= John Stewart of Ardvorlich =

Scottish military officer, historian and author

Arms of the Stewarts of Ardvorlich

Major John Alexander MacLaren Stewart, 14th of Ardvorlich (25 March 1904 – 11 May 1985) was a Scottish military officer, historian and the author of several authoritative works on the history of various Scottish clans.

==Published works==
His works include The Stewarts: The Highland branches of a royal name, The Camerons: A History of Clan Cameron, and The Grahams.

His 344-page work The Camerons: A History of Clan Cameron was published by the Clan Cameron Association in 1971, and highly praised by Colonel Sir Donald Hamish Cameron of Lochiel, the Clan Chief at the time and Stewart’s brother-in-law. Considered "the definitive book on the clan" by present-day Camerons, it is proudly sold at The Clan Cameron Museum at Achnacarry.

He has also produced a History of the Ardvorlich Stewarts, his own direct family, which was published privately and its copies never offered to the general public, or even to specialised researchers.
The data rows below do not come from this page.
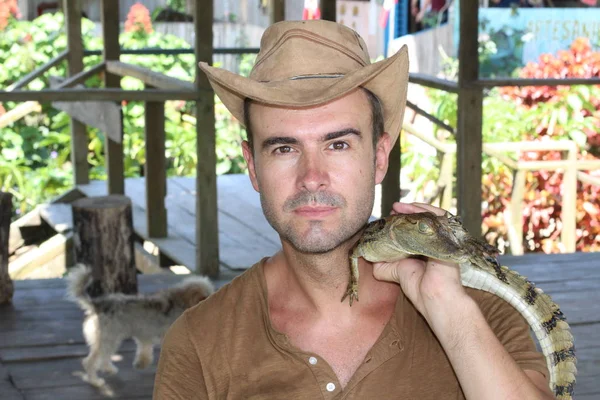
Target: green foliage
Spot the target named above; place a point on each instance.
(35, 151)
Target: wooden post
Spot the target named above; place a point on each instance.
(328, 10)
(6, 285)
(207, 232)
(79, 138)
(277, 11)
(470, 104)
(155, 169)
(569, 204)
(390, 187)
(111, 51)
(103, 240)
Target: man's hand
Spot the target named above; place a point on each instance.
(425, 282)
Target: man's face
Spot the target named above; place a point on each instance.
(316, 170)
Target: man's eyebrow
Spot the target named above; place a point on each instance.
(343, 132)
(275, 140)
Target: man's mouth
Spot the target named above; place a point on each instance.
(315, 211)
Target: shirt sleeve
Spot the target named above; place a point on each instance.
(512, 331)
(179, 372)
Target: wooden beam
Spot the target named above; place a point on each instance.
(155, 169)
(390, 187)
(79, 137)
(433, 82)
(111, 51)
(207, 232)
(496, 82)
(149, 77)
(110, 94)
(19, 112)
(277, 10)
(6, 285)
(469, 124)
(38, 72)
(328, 10)
(82, 76)
(103, 115)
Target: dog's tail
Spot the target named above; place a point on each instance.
(77, 281)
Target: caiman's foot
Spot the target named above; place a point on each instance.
(351, 291)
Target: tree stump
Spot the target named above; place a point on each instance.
(6, 285)
(103, 240)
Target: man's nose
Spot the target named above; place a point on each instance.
(313, 175)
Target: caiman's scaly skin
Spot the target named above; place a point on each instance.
(444, 238)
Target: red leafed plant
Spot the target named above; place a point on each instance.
(138, 19)
(561, 112)
(8, 8)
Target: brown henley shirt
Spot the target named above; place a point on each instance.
(226, 348)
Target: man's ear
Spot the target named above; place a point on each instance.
(249, 157)
(382, 153)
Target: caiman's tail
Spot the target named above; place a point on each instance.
(77, 281)
(543, 315)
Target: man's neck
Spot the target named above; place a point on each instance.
(316, 283)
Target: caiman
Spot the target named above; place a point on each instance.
(444, 238)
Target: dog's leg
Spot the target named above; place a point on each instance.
(109, 367)
(144, 353)
(90, 363)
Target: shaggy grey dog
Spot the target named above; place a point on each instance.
(114, 317)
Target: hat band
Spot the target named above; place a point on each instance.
(293, 78)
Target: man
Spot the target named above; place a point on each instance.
(321, 120)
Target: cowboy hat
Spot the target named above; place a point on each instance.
(308, 63)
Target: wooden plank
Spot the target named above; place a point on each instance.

A copy exists with the Stewart Society and another with the Public Library in Edinburgh, with remaining copies believed to be preserved only in possession of family members. Family members are rather secretive about it, with outsiders being only shown "select pages" of the book.

John Stewart's researches unearthed considerable information on the history of his own ancestors and those of other renowned Scottish families and clans, which he interpreted in a romantic manner - as is evident, for example, in the following excerpt from The Grahams (Grahams of Montrose):

It is remarkable that the early Grahams were one and all exceedingly capable men. In an age when the reputation of many great public figures, and, alas, that of most of the Scottish nobility, were sullied by deeds of violence, and often, deeds of blackest treachery, it is refreshing to find that the Grahams stand out as loyal and true to the causes they espoused. Their story is not one of a rapid rise to power through the Royal favour, or even at the expense of their peers, but rather a gradual but steady rise based on their undoubted ability and worthiness which seems to have endured from one generation to another.

== Family ==
Stewart married Violet Hermione Cameron, eldest daughter of Sir Donald Walter Cameron of Lochiel and Lady Hermione (née Graham), daughter of the 5th Duke of Montrose. They had one daughter, Mary Hermione Stewart, who married and had issue.